Chile´s Antofagasta to push ahead with plans for Minnesota mine

SANTIAGO (Reuters) - Chile´s Antofagasta Plc will push ahead with permitting for a copper-nickel mine in the U.S. state of Minnesota after the Trump administration overturned an Obama-era decision to protect a nearby wilderness area, it said on Saturday.

The U.S. Department of Interior had refused to renew mineral leases owned by Antofagasta subsidiary Twin Metals in Minnesota, citing potential environmental damage to nearby protected areas, but on Friday it reversed course.

“The decision by the government of the United States allows us to continue with the design and process of obtaining environmental permits ... needed to have (the project) in operation in the next decade,” Antofagasta Chief Executive Ivan Arriagada said in a statement on Saturday.

U.S. President Donald Trump has vowed to sweep away regulations he says cost America trillions of dollars with no public benefit.
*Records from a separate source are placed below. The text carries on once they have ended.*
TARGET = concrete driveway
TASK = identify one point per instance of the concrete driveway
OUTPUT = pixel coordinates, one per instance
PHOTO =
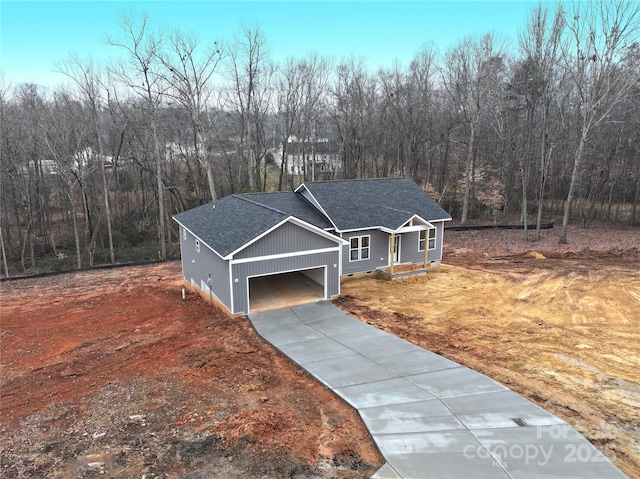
(430, 417)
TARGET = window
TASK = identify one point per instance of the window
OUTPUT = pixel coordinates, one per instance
(432, 239)
(359, 248)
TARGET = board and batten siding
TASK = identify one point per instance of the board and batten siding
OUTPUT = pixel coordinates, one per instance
(198, 265)
(378, 252)
(241, 272)
(288, 238)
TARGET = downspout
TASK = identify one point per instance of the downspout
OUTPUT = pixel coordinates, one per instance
(426, 248)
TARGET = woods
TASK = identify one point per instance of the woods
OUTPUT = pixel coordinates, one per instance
(543, 127)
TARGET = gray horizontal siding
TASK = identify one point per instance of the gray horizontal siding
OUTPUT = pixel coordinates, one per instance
(378, 252)
(288, 238)
(196, 267)
(409, 252)
(242, 271)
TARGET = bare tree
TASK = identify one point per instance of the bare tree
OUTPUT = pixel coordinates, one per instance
(599, 33)
(87, 78)
(66, 131)
(535, 79)
(248, 97)
(470, 78)
(189, 77)
(353, 103)
(140, 74)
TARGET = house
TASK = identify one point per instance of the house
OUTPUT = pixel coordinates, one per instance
(322, 230)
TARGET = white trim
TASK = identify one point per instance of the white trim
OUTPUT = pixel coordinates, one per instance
(426, 239)
(398, 240)
(231, 286)
(359, 248)
(284, 255)
(325, 286)
(291, 219)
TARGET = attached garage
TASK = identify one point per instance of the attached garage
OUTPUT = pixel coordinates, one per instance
(319, 265)
(260, 257)
(286, 289)
(244, 244)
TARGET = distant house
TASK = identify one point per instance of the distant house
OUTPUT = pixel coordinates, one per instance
(320, 157)
(324, 230)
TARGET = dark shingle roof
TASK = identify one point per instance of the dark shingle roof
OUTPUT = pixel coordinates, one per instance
(383, 202)
(351, 204)
(233, 223)
(293, 204)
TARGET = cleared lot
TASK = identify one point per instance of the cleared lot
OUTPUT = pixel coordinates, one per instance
(560, 327)
(112, 371)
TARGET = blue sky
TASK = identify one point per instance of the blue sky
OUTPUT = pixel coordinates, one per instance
(36, 35)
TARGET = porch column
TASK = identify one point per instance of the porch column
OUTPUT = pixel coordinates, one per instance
(426, 248)
(392, 252)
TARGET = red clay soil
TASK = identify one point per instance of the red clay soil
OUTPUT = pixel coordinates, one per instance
(112, 372)
(559, 324)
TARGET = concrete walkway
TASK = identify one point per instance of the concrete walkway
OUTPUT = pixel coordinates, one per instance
(430, 417)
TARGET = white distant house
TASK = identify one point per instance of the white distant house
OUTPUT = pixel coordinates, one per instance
(317, 156)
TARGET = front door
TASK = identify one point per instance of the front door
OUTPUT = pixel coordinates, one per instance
(394, 249)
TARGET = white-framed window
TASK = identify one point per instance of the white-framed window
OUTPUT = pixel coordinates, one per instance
(431, 235)
(359, 248)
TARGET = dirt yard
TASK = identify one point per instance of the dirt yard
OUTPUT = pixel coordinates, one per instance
(558, 324)
(111, 373)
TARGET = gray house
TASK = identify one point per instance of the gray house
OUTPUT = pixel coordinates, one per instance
(322, 230)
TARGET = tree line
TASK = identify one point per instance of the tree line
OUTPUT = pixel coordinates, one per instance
(544, 127)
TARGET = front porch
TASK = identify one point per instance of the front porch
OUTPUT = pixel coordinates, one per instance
(402, 271)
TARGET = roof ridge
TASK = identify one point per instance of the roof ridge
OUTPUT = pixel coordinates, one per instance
(244, 198)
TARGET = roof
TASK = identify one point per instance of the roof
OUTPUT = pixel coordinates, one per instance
(378, 202)
(232, 222)
(293, 204)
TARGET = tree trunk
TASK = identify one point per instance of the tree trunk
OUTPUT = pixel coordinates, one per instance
(160, 186)
(467, 175)
(575, 176)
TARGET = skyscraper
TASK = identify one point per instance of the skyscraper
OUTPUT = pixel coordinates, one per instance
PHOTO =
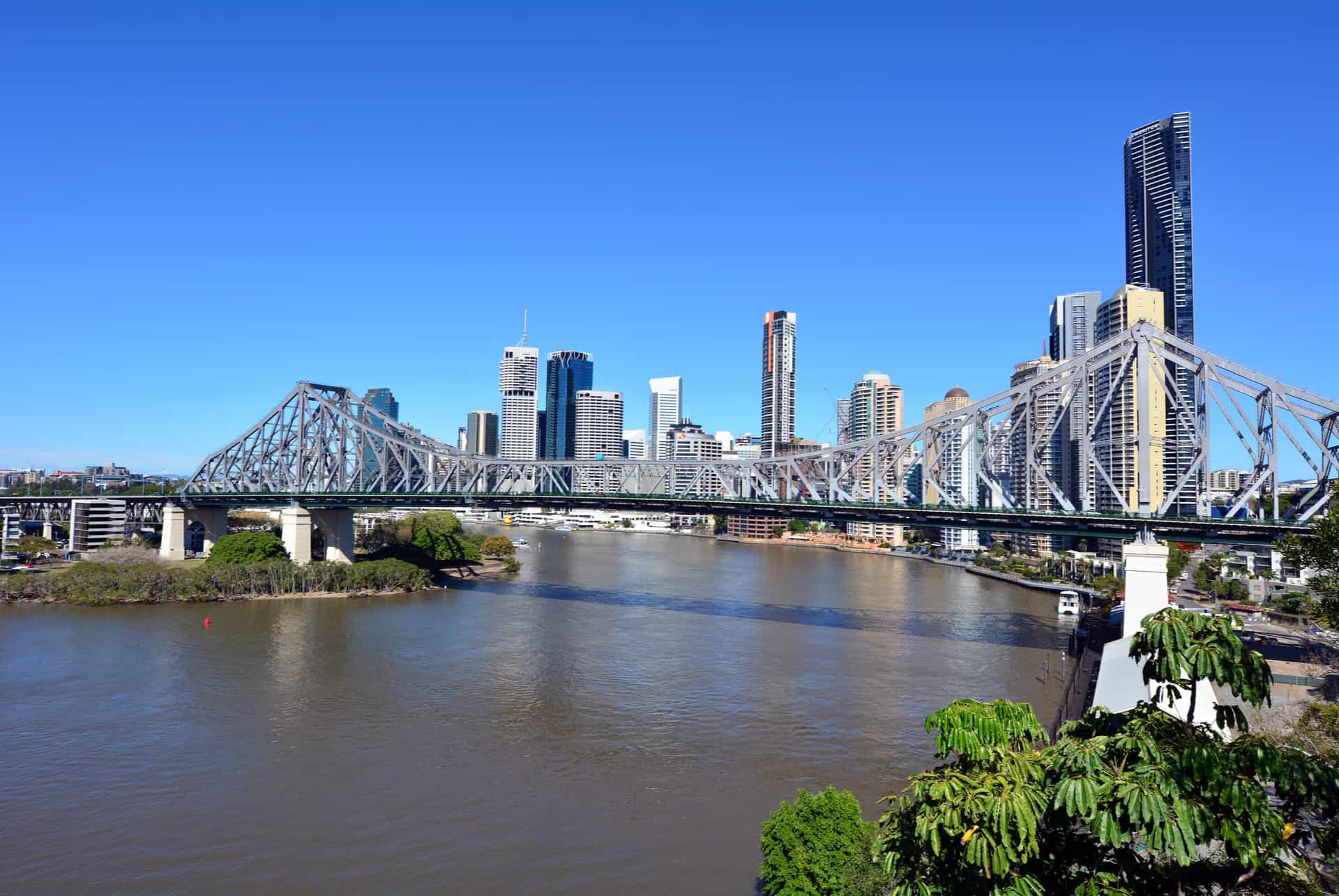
(1158, 255)
(876, 409)
(842, 421)
(1029, 433)
(954, 462)
(1157, 218)
(599, 425)
(1071, 324)
(481, 436)
(569, 372)
(778, 381)
(666, 410)
(519, 381)
(382, 401)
Recent efforts include clearing hurdles for off-shore oil and gas drilling in Alaska and dismantling Obama-era climate change regulations.

On Thursday, U.S. Interior Secretary Ryan Zinke launched an initiative to reduce U.S. dependence on foreign supplies of critical minerals, calling for increased domestic exploration and mining.

Twin Metal´s proposed underground mine would border the Boundary Waters Canoe Area Wilderness and Superior National Forest, but still needs dozens of environmental permits before it can be constructed, according to the company´s website.

The company says it hopes to produce 20,000 tons of mineralized ore per day in order to extract “metals of strategic importance to the U.S. economy and national defense.”

In October, Arriagada told Reuters that the Trump administration had created a “more favorable climate for the development of the project.”

Antofagasta is based in Chile and is one of the world´s top copper producers.